The Sunday Poem
Siegfried Sassoon: Ancient History
There is an impression that Siegfried Sassoon's savagely bitter First World War poems had the effect of turning public opinion against further participation in the conflict. Nothing could be further than the truth.
No doubt taking their cue from higher up, the literary establishment decided to ignore them completely and the two volumes he published while a serving soldier remained un-reviewed and unread. There is also an impression that when he ceased to feel the emotions that the waste and mismanagement of the war inspired in him, he ceased to be a poet. This is also untrue. Sassoon went on writing poems for the rest of his life, some of them of a profoundly reflective nature which had little to do with his wartime experiences. This one perhaps had. There is no winner in the Cain and Abel story.

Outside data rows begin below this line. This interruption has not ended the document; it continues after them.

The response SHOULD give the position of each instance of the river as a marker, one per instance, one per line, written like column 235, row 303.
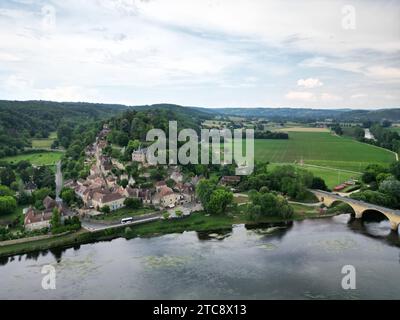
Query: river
column 301, row 260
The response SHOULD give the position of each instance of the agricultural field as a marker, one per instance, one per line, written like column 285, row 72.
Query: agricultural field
column 44, row 143
column 302, row 129
column 396, row 129
column 332, row 177
column 321, row 149
column 39, row 158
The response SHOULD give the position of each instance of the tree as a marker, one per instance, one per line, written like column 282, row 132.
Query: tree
column 133, row 203
column 318, row 183
column 55, row 219
column 395, row 169
column 6, row 191
column 204, row 190
column 219, row 200
column 40, row 194
column 123, row 183
column 391, row 187
column 68, row 195
column 8, row 205
column 7, row 176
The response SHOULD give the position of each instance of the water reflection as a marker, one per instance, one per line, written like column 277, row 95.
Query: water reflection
column 301, row 259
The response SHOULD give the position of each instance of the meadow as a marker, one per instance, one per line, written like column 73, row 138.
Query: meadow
column 36, row 158
column 321, row 149
column 44, row 143
column 332, row 177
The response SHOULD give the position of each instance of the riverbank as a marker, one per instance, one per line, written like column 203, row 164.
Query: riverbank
column 198, row 221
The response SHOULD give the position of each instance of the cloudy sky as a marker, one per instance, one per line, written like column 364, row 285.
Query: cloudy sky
column 216, row 53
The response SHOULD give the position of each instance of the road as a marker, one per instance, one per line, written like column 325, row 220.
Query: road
column 92, row 226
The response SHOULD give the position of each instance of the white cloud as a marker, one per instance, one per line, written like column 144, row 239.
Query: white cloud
column 358, row 95
column 309, row 83
column 68, row 93
column 327, row 97
column 383, row 72
column 196, row 52
column 300, row 96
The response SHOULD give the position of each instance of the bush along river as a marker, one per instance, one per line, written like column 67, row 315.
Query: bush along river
column 296, row 260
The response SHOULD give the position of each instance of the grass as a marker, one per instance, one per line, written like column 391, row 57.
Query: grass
column 39, row 158
column 123, row 213
column 322, row 149
column 196, row 222
column 10, row 218
column 302, row 129
column 44, row 143
column 395, row 129
column 332, row 177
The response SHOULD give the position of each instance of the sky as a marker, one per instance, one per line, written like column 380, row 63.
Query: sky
column 206, row 53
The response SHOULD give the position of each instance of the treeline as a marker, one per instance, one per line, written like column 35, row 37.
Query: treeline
column 382, row 186
column 385, row 138
column 73, row 161
column 20, row 121
column 270, row 135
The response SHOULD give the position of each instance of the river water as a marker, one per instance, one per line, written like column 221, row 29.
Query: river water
column 301, row 260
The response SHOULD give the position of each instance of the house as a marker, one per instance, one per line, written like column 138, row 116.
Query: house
column 113, row 200
column 145, row 196
column 139, row 155
column 166, row 197
column 30, row 187
column 230, row 180
column 131, row 181
column 188, row 192
column 176, row 176
column 36, row 220
column 117, row 164
column 159, row 185
column 105, row 164
column 49, row 203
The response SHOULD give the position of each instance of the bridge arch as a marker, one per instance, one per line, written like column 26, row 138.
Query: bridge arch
column 374, row 214
column 359, row 207
column 337, row 202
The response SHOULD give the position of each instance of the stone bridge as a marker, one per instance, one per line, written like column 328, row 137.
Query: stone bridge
column 359, row 207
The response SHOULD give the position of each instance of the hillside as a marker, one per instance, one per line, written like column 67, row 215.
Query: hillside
column 22, row 121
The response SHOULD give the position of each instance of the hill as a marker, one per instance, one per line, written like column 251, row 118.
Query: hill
column 22, row 121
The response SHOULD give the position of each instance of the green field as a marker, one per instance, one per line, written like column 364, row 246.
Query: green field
column 44, row 143
column 39, row 158
column 332, row 177
column 321, row 149
column 395, row 129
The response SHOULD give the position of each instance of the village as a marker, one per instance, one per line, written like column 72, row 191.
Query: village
column 101, row 193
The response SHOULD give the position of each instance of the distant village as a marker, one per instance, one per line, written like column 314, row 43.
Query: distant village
column 101, row 188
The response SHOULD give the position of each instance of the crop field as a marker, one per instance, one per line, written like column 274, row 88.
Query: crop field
column 332, row 177
column 302, row 129
column 44, row 143
column 321, row 149
column 396, row 129
column 39, row 158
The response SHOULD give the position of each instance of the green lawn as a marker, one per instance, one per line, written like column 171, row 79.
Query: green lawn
column 396, row 129
column 117, row 215
column 39, row 159
column 44, row 143
column 322, row 149
column 332, row 177
column 9, row 218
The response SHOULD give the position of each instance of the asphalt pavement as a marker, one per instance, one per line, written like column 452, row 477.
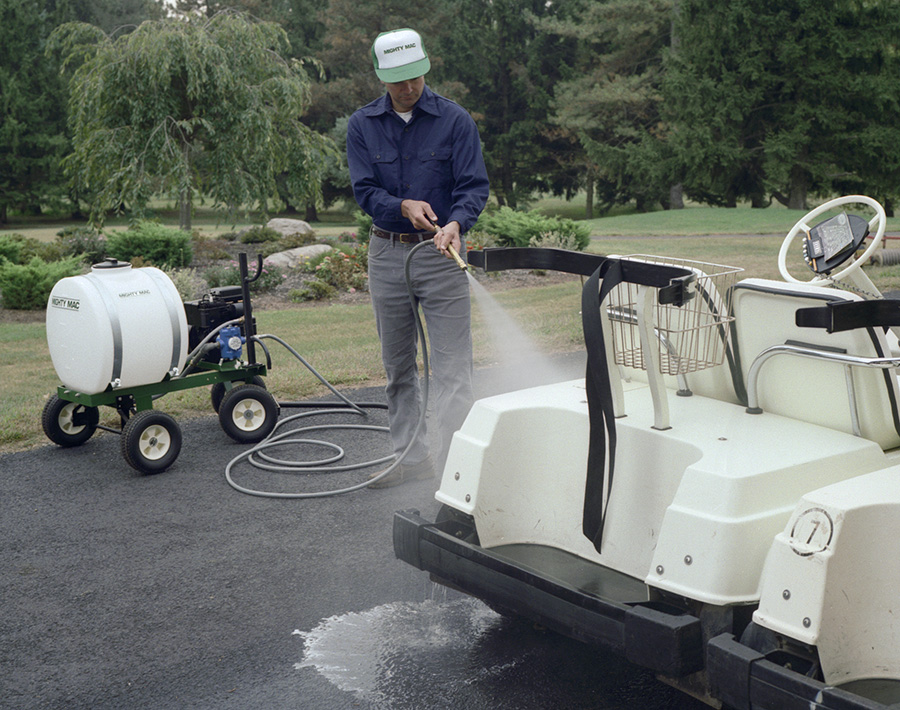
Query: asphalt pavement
column 121, row 590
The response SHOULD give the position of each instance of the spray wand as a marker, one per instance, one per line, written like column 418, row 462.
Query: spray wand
column 453, row 252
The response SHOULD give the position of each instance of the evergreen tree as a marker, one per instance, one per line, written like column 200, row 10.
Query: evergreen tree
column 784, row 99
column 508, row 68
column 610, row 99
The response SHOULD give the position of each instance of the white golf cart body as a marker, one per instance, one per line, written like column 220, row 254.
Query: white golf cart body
column 746, row 550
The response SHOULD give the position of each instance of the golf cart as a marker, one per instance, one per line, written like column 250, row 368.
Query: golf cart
column 717, row 498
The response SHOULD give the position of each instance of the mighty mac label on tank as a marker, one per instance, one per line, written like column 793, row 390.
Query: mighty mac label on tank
column 68, row 304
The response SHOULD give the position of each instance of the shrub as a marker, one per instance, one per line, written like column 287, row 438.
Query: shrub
column 154, row 243
column 85, row 242
column 28, row 286
column 295, row 240
column 209, row 248
column 344, row 270
column 11, row 248
column 313, row 291
column 20, row 249
column 476, row 239
column 258, row 233
column 512, row 228
column 551, row 240
column 230, row 275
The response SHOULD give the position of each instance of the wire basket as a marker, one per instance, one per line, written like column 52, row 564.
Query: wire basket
column 689, row 338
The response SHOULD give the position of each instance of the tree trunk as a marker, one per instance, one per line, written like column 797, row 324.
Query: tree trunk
column 676, row 197
column 184, row 210
column 589, row 197
column 799, row 187
column 184, row 199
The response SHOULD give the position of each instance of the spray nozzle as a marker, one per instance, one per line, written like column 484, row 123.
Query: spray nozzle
column 462, row 265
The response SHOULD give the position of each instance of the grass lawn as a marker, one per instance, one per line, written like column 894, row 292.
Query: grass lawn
column 340, row 339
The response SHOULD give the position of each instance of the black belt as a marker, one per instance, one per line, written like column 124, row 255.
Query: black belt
column 413, row 238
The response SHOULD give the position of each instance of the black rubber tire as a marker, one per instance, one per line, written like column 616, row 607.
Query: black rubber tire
column 217, row 391
column 248, row 413
column 151, row 441
column 68, row 423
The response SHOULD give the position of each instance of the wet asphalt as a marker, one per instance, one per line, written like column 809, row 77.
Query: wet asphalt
column 121, row 590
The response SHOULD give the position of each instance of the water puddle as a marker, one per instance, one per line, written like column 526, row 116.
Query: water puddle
column 403, row 654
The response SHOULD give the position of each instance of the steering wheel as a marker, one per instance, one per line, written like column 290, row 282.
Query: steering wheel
column 856, row 263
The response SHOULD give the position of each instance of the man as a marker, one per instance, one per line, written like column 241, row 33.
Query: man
column 416, row 167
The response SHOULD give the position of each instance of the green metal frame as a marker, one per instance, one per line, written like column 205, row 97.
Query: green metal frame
column 143, row 395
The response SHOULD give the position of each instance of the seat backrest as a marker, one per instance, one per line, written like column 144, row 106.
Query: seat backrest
column 813, row 391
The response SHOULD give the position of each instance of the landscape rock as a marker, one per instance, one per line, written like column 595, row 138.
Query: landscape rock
column 289, row 227
column 292, row 258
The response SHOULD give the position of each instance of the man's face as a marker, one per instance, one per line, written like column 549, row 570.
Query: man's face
column 404, row 94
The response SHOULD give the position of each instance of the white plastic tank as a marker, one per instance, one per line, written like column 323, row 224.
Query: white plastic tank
column 116, row 326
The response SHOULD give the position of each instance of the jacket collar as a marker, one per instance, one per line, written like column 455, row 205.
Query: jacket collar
column 427, row 102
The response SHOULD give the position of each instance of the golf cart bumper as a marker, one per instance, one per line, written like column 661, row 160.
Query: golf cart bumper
column 744, row 679
column 664, row 640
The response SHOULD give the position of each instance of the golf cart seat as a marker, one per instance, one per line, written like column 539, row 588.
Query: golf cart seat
column 813, row 390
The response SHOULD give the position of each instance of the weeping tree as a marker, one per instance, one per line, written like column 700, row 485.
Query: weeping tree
column 188, row 108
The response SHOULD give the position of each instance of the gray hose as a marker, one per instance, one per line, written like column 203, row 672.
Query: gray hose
column 255, row 454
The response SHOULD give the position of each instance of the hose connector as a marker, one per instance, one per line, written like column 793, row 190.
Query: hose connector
column 462, row 265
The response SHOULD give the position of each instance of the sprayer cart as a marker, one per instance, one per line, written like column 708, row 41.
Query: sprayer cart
column 121, row 338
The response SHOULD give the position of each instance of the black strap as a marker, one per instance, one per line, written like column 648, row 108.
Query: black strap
column 838, row 316
column 601, row 414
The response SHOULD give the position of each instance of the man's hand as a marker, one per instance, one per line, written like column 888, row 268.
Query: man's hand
column 419, row 213
column 424, row 218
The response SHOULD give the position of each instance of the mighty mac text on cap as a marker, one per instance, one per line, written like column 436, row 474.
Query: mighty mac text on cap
column 399, row 55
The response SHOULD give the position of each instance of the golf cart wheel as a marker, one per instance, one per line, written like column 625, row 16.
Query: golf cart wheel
column 248, row 413
column 217, row 391
column 68, row 423
column 151, row 441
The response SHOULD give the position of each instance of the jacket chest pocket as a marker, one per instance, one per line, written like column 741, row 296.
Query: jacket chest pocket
column 386, row 165
column 437, row 164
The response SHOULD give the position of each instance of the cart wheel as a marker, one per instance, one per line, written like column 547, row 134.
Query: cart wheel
column 68, row 423
column 217, row 391
column 151, row 441
column 248, row 413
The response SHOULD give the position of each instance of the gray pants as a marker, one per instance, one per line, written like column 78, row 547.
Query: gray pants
column 441, row 289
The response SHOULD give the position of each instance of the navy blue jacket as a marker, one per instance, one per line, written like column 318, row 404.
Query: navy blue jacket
column 436, row 157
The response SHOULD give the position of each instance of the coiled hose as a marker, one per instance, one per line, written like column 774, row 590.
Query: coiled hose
column 259, row 455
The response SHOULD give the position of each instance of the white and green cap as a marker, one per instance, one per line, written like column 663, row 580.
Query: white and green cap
column 399, row 55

Adam, a brown old vulture in the rain,
Shivered below his wind-whipped olive-trees;
Huddling sharp chin on scarred and scraggy knees,
He moaned and mumbled to his darkening brain;
'He was the grandest of them all -- was Cain!'
'A lion laired in the hills, that none could tire;
'Swift as a stag; a stallion of the plain,
'Hungry and fierce with deeds of huge desire.'
Grimly he thought of Abel, soft and fair --
A lover with disaster in his face,
And scarlet blossom twisted in bright hair.
'Afraid to fight; was murder more disgrace?...
'God always hated Cain' ... He bowed his head --
The gaunt wild man whose lovely sons were dead.